Rat-moleRatty is definitely on to something. To be on the water in any kind of craft can be therapeutic. IMHO the sound of the surf can only be equalled by the sound of the wind in the pines. Both together… heaven. You can’t buy that kind of therapy with a million dollars. One of the saddest things I often saw on the streets of D.C. was the herds of young, ambitious suits with ear buds in their ears, eyes and thumbs glued to their smartphones, totally oblivious to their surroundings. Borg aspirants, no? It is no wonder so much self serving and destructive idiocy is produced in Washington. As I have said for the last five years, I think we deserve a break… or at least a little vicarious diversion from the madness that surrounds us. 

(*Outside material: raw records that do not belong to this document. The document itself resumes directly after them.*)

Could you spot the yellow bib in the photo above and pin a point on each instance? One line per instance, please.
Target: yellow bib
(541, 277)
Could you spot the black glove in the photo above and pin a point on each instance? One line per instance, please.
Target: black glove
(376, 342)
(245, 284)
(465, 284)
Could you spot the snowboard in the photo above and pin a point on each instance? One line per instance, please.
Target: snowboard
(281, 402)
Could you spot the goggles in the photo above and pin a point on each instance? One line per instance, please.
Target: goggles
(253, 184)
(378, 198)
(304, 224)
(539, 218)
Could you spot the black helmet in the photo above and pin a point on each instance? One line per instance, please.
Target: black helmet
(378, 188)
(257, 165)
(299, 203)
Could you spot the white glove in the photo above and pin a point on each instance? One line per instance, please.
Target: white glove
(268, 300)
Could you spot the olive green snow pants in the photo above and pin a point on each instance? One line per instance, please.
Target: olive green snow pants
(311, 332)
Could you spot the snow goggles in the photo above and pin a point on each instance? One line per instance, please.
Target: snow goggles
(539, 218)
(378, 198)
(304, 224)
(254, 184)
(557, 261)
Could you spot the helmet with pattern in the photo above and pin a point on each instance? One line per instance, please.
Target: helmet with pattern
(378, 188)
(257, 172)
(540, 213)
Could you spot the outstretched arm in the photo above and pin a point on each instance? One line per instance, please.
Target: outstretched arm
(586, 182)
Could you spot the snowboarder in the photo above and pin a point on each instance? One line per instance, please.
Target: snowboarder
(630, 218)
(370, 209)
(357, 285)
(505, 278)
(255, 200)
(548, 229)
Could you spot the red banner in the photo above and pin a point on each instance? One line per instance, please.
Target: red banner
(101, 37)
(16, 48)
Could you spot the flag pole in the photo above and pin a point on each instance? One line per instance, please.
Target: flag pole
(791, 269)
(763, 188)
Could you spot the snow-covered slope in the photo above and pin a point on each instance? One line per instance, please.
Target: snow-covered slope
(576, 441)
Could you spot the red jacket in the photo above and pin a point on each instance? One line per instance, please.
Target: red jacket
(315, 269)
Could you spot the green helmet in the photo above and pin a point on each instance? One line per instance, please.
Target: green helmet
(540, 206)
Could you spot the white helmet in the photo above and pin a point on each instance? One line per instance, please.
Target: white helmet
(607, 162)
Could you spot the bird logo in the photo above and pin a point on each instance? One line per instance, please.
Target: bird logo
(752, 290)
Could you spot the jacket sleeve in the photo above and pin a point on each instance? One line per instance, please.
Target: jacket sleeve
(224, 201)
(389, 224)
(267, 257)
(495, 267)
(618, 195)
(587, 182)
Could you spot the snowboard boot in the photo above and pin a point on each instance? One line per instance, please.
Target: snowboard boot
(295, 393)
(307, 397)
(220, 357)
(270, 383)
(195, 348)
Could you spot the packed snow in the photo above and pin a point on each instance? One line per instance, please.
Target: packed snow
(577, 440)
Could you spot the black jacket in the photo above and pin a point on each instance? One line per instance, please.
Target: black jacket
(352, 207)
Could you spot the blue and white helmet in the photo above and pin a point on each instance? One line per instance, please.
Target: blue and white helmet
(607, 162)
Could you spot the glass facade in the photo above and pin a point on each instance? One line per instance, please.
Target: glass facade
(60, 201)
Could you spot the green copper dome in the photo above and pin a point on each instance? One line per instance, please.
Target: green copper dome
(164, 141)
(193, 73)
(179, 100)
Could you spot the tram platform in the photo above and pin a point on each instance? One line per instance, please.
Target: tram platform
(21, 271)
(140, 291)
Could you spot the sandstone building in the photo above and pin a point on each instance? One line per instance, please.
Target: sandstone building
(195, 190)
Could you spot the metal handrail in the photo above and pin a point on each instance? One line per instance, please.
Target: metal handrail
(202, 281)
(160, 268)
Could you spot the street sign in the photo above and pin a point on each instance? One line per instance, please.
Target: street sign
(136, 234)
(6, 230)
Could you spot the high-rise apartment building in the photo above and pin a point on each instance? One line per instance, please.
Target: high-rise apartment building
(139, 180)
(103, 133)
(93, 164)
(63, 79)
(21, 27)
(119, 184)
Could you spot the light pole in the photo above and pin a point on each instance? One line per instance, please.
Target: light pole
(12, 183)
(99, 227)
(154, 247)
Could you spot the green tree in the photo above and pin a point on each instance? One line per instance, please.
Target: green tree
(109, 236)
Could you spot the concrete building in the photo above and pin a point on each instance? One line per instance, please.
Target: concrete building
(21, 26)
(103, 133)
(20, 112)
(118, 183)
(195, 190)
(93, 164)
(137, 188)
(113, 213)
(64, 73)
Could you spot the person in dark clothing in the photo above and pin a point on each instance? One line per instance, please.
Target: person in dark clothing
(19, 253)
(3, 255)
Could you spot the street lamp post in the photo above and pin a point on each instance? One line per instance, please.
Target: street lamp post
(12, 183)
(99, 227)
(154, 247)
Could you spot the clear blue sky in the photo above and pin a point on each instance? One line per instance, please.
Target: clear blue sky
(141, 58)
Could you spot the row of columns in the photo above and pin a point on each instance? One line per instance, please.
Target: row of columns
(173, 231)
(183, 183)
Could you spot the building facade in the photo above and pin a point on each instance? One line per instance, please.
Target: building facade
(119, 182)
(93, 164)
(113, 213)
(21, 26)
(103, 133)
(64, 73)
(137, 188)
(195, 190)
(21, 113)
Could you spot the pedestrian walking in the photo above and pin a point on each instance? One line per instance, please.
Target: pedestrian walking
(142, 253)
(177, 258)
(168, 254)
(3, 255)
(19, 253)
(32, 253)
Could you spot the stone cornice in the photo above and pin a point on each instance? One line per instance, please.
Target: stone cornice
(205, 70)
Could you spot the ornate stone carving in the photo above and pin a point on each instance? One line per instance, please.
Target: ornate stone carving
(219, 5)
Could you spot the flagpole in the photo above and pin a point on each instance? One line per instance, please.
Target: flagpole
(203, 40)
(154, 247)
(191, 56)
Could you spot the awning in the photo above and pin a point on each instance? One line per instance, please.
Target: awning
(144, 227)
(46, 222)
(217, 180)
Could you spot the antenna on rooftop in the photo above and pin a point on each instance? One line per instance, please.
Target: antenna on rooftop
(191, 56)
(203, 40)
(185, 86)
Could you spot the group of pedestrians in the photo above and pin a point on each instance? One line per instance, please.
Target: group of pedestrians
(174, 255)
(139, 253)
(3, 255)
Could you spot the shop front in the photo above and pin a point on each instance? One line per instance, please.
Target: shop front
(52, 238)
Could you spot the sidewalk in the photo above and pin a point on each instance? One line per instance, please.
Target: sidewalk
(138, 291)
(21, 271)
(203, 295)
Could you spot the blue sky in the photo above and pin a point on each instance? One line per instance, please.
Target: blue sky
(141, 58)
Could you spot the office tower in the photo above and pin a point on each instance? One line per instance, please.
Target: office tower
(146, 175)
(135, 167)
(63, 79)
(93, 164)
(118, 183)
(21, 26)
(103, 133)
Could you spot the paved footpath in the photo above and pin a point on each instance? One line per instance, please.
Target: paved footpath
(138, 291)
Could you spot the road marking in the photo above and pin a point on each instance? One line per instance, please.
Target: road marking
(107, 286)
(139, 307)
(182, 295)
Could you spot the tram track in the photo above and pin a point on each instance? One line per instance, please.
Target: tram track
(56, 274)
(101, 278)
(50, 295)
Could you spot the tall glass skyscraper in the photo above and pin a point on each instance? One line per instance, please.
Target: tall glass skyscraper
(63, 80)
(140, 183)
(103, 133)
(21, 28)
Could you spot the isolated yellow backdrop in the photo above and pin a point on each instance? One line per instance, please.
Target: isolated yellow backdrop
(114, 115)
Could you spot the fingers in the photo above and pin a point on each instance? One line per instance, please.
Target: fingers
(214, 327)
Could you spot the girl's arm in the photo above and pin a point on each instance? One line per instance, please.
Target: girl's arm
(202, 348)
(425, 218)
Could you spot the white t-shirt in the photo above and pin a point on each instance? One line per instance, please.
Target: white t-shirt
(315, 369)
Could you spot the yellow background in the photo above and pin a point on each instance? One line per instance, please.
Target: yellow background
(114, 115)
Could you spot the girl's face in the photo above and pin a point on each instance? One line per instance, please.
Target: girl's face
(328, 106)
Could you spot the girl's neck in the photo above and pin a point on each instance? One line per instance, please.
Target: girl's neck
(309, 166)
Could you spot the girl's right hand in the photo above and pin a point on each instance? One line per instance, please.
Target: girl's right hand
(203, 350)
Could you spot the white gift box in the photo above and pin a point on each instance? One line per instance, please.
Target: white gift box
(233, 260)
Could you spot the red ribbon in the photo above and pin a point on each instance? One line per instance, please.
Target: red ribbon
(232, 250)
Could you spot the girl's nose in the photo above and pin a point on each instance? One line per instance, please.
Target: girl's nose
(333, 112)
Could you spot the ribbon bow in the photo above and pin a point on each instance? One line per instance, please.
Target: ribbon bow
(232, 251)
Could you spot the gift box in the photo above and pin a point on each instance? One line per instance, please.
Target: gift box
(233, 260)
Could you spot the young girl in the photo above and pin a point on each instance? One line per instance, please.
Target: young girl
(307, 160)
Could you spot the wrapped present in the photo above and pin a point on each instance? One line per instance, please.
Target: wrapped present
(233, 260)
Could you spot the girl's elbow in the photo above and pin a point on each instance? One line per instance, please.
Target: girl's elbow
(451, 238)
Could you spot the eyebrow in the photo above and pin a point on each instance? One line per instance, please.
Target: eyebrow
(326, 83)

Funny how this rings true year after year, no matter what changes occur in Washington. Once again, I invite the SST Committee of Correspondence to follow the running of the Everglades Challenge which begins this Saturday morning. The event is organized by a colorful group of adventurers who call themselves the Water Tribe. The Everglades Challenge is an unsupported, expedition style adventure race for kayaks, canoes, and small sailboats. It starts at Fort DeSoto in Saint Petersburg, Florida and ends at Key Largo. The distance is roughly 300 nautical miles depending on one's course selection. Updates on the progress and tribulations of the participants will be posted on the Water Tribe forums. The boats are tracked by SPOT satellite. Their progress can be seen on this tracking map. There is also a new tracking map provided through Race Owl. Between the two, the event should be well covered. 

To truly get a feel for this event, I recommend you set aside an hour and a half to view this video about the 2013 running of the Everglades Challenge. There’s some excellent banjo and fiddle work as well. 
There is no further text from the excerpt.